2. Knee to elbow/staying in a ball. You often hear people mention, that you should put your knee to elbow and keep them together. Sounds easy enough, but why are we doing this? I think that a more accurate description of this is that, the area between your arm pit and knee is sacred and it is your job to retain control of that area whilst simultaneously dominating the same are on your opponent. But again why are we doing this? Structurally speaking that’s where all the prime movers of the body are or the core muscles. Quads, hamstrings, glutes, abdominals etc. So if you are controlling your opponents core then u are restricting their movement. If you look at all the best positions in Jiu Jitsu, Mount, Back, Side control.
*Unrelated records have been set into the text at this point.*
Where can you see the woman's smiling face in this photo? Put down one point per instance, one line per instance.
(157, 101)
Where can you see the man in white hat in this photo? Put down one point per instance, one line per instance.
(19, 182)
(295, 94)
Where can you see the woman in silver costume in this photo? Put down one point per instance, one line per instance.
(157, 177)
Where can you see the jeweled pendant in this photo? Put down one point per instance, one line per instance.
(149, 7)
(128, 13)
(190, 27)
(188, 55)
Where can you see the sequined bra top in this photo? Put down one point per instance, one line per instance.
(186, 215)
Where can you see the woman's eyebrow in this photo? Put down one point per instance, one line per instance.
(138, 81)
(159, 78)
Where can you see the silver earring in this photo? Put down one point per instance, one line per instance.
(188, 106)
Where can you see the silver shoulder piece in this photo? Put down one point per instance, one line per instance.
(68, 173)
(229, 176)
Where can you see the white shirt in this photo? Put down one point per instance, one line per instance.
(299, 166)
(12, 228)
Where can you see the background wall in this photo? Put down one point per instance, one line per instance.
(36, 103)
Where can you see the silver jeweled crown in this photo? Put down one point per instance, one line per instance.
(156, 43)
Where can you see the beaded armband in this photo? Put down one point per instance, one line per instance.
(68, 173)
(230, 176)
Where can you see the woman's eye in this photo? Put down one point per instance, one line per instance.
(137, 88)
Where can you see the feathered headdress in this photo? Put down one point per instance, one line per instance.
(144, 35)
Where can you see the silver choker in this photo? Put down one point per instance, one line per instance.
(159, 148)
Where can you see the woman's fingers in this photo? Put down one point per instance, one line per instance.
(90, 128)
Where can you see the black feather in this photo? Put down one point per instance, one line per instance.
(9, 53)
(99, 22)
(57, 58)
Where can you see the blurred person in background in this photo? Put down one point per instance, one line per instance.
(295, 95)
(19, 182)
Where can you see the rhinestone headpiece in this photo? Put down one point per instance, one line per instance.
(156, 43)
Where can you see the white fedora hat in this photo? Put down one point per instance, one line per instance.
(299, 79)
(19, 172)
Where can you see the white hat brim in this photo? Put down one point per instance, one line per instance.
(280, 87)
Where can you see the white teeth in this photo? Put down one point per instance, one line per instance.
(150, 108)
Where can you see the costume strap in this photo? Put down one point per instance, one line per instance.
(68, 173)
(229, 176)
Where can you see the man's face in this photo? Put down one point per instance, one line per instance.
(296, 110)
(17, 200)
That space is controlled by one person and the other person is trying to regain that control first before they can attack with any high percentage attack. If you are able to stay in a ball and curled up it is harder to get to that space and through the more modern techniques of inverting and rolling back to guard etc. you can remain like a coiled spring and retain and regain your guard. When you lengthen out that space or target area becomes open for your opponent to get to. Again sounds easy in practice but is often much harder to do in real life.

3. Try and learn concepts not moves. Within every technique there is a technical or bio-mechanical reason why the move works. If you can understand the principle, then applying that to other places means that you are no longer restricted to just “the move”. You can redesign the move and apply it to many different places and possitions.”